Strange night, a prose night. Driving down Baxter to Beechwood, the air whistling through the window, car lights like sailing ships hoisted to a downtown Saturday night. Feral, voiceless screams from each carseat. Memories so thick in the night air of that street, like moths. Jimmy Johns, there on the left, a green and red sign. That Jimmy Johns, where I had sun-drenched lunches in the heat of Friday afternoons, outside with Kat. A long entry that. Someday, I'll put that down, that explanation of a strange life, my foolishness, and a stupidity. Someday.

Memories alive and buzzing along Baxter tonight. The streetlights ghosts, spun in steel. Each houselight a soul, nailed to the cross of an outside wall. The warding of evil. People going places, strangers wandering down the medians. The downtown off in the distance, felt in the buzzing of its neon. Live wire under the floorboards, I can hear it, feel it in my toes.

Leaning over the railing, watching the lights across the street highlight the trees in jungle sense, growls of students on the prowl, heading to fun and excitement. I am reminded of my old apartment complex. The Christmas I spent there, taking my Christmas Eve walk, climbing back up the hill through the forest darkness, cresting it to the complex and I can still see the full length of the building, each outside light starry and distant. So much it looked like an ocean liner through the fog. Long and light, bright, riding low in the forest green sea. So much wonder of that sight, this new place misses that charm. Best I get is leaning over the railing, watching the trail of my cigar spit hit the grass below. I get the feeling of height, and I want to perch in the high places of the world. Crouch on the branch of a cloud, hang off the spire of a mountain, nest in the tree at the end of eternity. Isolated and pure, watching the world spin below, as distant and understandable as a star.

I saw Caroline's band last night. She changed her hair. It used to be in pigtails in my lab. She shortened it, bunched it, caught a bit of the seventies in the pins.

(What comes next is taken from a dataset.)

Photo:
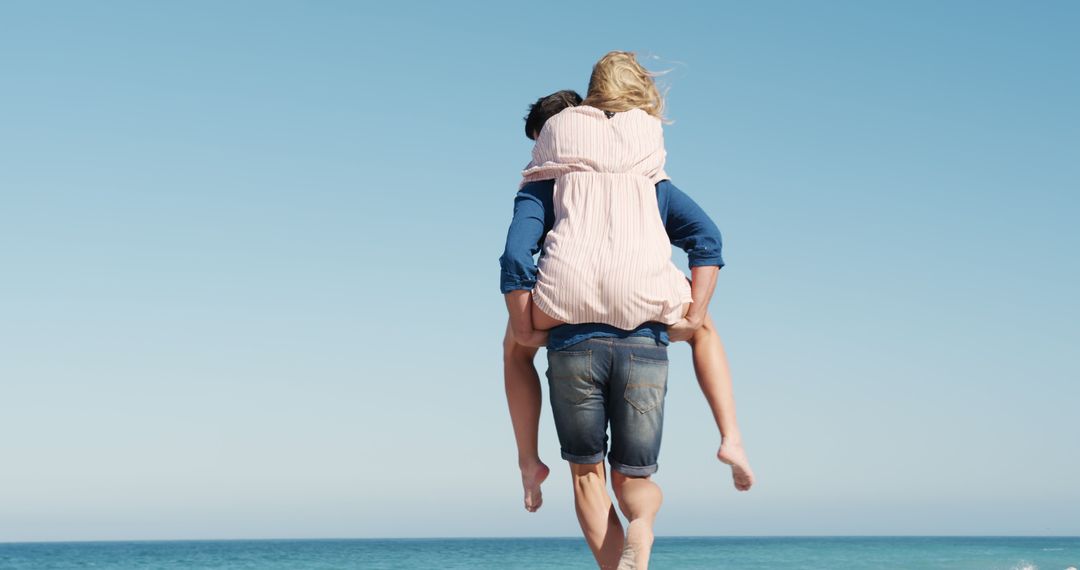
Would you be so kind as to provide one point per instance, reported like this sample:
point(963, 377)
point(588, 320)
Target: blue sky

She looked attractive, more so than in my memory, which is a feat given my memory of her. The smile of her face, the smile of her midriff. She sang in a higher register than I expected. I don't know exactly what a I expected, maybe something akin to a husky german cabaret. I think she screams a little too much in the songs, but that's the opinion of a man with little opinion. Spoke for a few minutes after the set, but I could see she had people to talk to. But she did kind of find me out and talk for a few minutes. Strange that, attention. Probably to help with promotion. How'd you like the show, how's classes this semester, next gig coming up, make sure to bring people. I don't mind being a mule. Hell, don't mind nothing. But I will write her to give her my thoughts, simply because I can express better in the email. Guess I'm just an awkward funk.

Heh.

Tom Waits playing low on the stereo. Right kind of music for the night. Beat generation, but from the LA side, not the Greenwich Village Beatnik, not a hepcat but a hipster. Five-star Reverand of the Saturday night. Weekly pastor of the Ivar Theatre burlesque. Mourner of the Empty Bottle Sorrow. Representitive of Our Lady of Drunkards. Testimony, 2AM death of bar rooms.

Christ, why is that I feel most comfortable with any generation but my own. I could live with the glint, glitz and glamour of the 30's. Lost man for a Lost Generation. Patriotism and showmanship of the 40's. Working man, meat and potato man of the 50's, minus the sexism. Listening to this music I could love/understand the 2 AM steam-drenched streets of LA in the 60's, stumbling from one bar to the next, piano men and jazz quartets grumbling to drunks and lost. But I feel no home in my generation. There is no there there.

These words are a parody. They are poetry in my head, silly fool lines in the illusion of my screen. They are jumbled, jangled on the way from eyeballs to fingertips. I should give up on my story, on any idea of writing. I have not the wit for it.

Memories thick like white-winged moths tonight. Meloncholy moths. The gliding, the sliding, the beat beat beat of wings, slick against my face. Brush them away with my hands. The chilled booze calls in a horse, throaty hum from my fridge, and the CD is changing. Clock reads 12:30, it's the sabbath. This song is crap, I have to change it. I've got to sign off. A futile half hour has died on the keys of my keyboard, and I'll bury it on the server. Just a headstone to a deranged mind, the synapses buzz and burst like a wire on the fritz. Tomorrow will bring a day of...nothing really. Just a stall until the semester ends, and I have to start work in earnest. I just don't want to work until this nightmare month is put out of its misery. A night of alcohol and vomit awaits me, and I will happily toss my body into its jaws, if only to have one night blocked from memory. Just a night I don't remember, where anything could have happened, so long as I don't remember it.